As usual very profound!

I also would like to see our leaders reflect on the lesser of evils, of how they might choose between two bads...they sugarcoat so much or simply criticize others without allowing us to examine their analytical skills.

Life Hiker said...

It would have been interesting to hear GWB talk to us about the real intelligence on Iraq and the various potential outcomes if we were to invade - before he told us his choice, and why he made it.

cce said...

life hiker - I'm not sure GWB had or has a full grasp of the real intelligence on Iraq or the various potential outcomes of our invasion. I'd like to think his handlers had some knowledge of the complexities but I'm pretty sure they decided that informing W was just too much information in the hands of the inept.

Ron Davison said...

David,
I'm not entirely sure what you mean by your comment about pandering. Are you suggesting that this .67% of the population is simply irresponsible? I suspect that the percentages of certain types of people doesn't vary much. Didn't Christ say, The poor you shall always have with you. I suspec that .67% of the population is simply in need of some kind of help and doubt that advances in genetic engineering or education will ever reduce that to zero.

Ron Davison said...

Tisha!
Leaders who are more transparent in their decision-making do create more knowledge. Parents and teachers who explain themselves to their children and students help to create smarter adults.

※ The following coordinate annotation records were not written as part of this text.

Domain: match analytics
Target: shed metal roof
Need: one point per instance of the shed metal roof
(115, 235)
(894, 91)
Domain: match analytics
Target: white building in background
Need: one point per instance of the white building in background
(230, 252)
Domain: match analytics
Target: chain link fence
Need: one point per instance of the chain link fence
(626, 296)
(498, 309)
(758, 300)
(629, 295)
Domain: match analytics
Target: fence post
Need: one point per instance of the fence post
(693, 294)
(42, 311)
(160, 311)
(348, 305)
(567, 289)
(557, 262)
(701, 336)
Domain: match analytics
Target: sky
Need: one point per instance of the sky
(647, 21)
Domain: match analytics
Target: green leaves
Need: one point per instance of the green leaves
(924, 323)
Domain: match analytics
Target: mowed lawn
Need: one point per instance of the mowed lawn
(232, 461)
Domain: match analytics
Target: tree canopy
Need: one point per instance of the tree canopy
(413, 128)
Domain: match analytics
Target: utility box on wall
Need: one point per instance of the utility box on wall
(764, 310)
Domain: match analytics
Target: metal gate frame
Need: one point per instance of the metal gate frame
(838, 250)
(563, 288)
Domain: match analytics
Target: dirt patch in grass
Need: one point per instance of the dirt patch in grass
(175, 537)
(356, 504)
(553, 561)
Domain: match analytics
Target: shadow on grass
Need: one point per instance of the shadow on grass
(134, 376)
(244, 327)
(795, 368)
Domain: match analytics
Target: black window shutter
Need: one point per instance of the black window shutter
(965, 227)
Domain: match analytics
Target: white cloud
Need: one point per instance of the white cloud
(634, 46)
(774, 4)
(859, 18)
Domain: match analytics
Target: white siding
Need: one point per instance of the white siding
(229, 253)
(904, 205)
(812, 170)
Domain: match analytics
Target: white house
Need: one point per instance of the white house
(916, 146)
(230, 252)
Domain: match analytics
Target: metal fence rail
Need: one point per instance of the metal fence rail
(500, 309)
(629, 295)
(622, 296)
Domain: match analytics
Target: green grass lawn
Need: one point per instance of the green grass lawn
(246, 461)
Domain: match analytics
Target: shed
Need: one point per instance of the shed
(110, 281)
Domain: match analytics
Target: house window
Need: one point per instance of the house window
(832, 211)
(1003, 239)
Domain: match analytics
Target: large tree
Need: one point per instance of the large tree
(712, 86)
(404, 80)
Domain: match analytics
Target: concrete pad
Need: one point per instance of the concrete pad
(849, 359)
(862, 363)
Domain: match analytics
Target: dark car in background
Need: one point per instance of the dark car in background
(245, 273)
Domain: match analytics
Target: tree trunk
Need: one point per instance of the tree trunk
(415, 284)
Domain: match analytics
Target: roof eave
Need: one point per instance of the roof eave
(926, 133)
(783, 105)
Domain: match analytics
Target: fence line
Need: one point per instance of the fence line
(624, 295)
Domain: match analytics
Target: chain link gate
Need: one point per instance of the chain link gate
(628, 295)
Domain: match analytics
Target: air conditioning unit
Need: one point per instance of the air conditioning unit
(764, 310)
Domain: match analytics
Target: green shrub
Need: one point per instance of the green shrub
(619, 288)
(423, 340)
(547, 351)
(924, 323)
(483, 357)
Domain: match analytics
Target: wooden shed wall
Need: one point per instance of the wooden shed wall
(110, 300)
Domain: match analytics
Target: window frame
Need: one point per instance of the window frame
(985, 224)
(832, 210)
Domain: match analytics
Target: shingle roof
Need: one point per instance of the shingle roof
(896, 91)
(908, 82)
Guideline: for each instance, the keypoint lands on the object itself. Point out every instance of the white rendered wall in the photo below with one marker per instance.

Sugarcoating or spinning just confuses people trying to learn, I suspect.

Ron Davison said...

LH,
I've thought it would be fascinating to hear what Bush was really thinking and then it occurred to me that his simplistic explanations of his reasoning may, indeed, have been just what he was thinking. No conspiracy, no Machiavellian maneuverings, no complex and grand plans to hide.

Ron Davison said...

cce,
I once read about aliteracy. The illiterate can't read and the aliterate don't bother. I suspect that George may be aanalytic.